Sunday, January 17, 2010

Delirious Feminism: question #2 of 3

Here's my response to poet Jennifer Bartlett's second question on the Delirious Hem blogspot. See my previous post regarding question #1.

2.
If you do believe disability has been glossed over in feminist culture? If so, why do you thing this has happened?

This begs generalization, and so I'll generalize. Yes, disability has been ignored or glossed over and for the same reasons as in culture at large. Differentness scares people, unless the differentness is framed. Also I'm not sure how much differently abled poets have chosen to go public.
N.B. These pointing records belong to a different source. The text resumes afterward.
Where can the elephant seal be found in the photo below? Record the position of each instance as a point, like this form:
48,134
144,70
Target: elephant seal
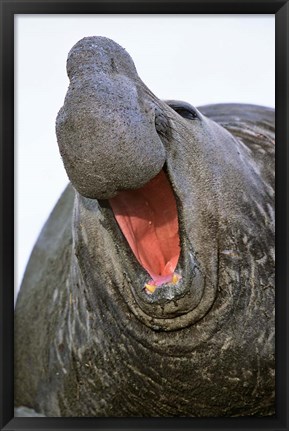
150,291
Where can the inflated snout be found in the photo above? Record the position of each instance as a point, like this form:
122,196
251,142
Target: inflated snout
107,139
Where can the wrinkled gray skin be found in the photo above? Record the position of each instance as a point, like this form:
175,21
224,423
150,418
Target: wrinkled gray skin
89,340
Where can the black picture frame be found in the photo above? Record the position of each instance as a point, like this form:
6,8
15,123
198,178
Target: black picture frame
8,10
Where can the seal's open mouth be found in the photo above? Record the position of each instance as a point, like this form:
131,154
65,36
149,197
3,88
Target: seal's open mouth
148,219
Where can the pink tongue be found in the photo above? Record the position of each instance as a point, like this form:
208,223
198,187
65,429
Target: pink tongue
148,219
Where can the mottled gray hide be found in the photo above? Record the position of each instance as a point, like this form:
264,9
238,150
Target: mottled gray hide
89,340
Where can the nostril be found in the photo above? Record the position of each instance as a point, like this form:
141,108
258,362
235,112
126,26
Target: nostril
161,122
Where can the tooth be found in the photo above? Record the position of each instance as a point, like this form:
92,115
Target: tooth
150,287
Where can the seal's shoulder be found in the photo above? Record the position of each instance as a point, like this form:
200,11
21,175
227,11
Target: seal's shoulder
252,124
237,113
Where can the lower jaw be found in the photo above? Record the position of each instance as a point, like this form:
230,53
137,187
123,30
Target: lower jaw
148,219
178,286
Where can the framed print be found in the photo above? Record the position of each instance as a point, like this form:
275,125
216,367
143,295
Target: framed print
138,215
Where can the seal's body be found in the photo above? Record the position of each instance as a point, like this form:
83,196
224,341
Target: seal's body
150,291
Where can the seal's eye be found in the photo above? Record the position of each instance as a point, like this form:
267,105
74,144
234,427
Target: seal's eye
184,109
186,113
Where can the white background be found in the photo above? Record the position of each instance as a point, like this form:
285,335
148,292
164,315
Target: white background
197,58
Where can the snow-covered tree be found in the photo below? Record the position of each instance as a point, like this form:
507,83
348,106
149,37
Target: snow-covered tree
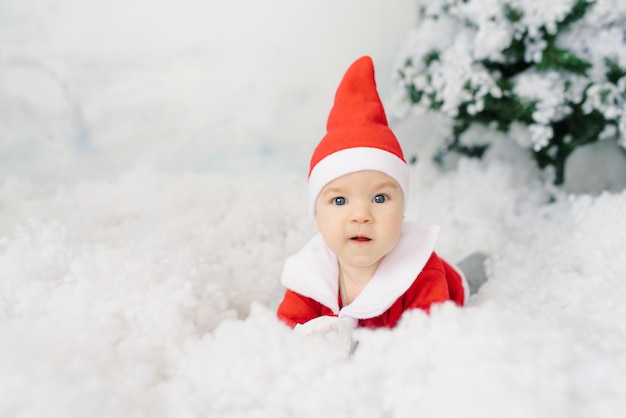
551,74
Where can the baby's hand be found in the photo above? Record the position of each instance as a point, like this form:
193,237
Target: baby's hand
320,325
331,327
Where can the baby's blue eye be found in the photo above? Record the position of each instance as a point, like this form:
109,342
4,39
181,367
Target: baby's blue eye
380,198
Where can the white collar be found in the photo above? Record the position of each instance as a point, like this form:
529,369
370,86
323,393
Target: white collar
313,272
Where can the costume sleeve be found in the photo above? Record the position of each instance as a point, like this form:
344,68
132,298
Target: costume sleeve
297,309
429,287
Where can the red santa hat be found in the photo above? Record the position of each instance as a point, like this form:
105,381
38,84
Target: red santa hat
357,135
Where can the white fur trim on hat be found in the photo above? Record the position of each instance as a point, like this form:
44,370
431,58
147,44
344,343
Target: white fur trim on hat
350,160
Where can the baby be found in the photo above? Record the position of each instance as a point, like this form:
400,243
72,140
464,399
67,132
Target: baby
367,265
Writing and publication are somewhat incorporeal pursuits until there's a reading, so I don't necessarily know who has what.

Of course women are continually encouraged to tend to our looks in a no-win situation. If we're beautiful as Helen we can cause ten years of slaughter and warring (or, perhaps more true to our lives, expected to stay beautiful, or not threaten). If we're not beautiful we can be dismissed as horrors--a lesbian. God bless dykes, I say. We all need to access our inner big-breasted, no bra, T-shirt wearing mamas.

IN NO WAY am I saying that dykedom is a disability. But it is a "different" way of being. And look at public intellectual Susan Sontag, a lesbian who stayed in the closet. I'm using it as an analogy. Here's another analogy.

I, Sarah Sarai, bi-sexual, have a belly. Thus I'm "different."

Once I took a "craft" class, ho hum. Grad. school, ho hum. At one point the female poet professor mentioned dried apricots as a sense memory, then recoiled when she remembered how fattening they were, then quickly gave me a guilty look. Hello? This poet trades on a perception of good looks, when her already good poetry would be stronger if she would let herself be who she is.

Mine is a quick response not an essay so I'm going to jump, now, with dispatch, to Helen Keller. What she did to HELP the disabled was astonishing and I don't see her being celebrated. Similar to what happened with Emily Dickinson via The Belle of Amherst, where a dated and too precious play served to define Emily in everyone's imagination for generations, Helen Keller become the miracle of the Miracle Worker, rather than a woman, blind, who set up institutions and lobbied and did more to demystify disability than anyone I can think of.

This is one perspective and I'm grateful if you point out my own generalizations.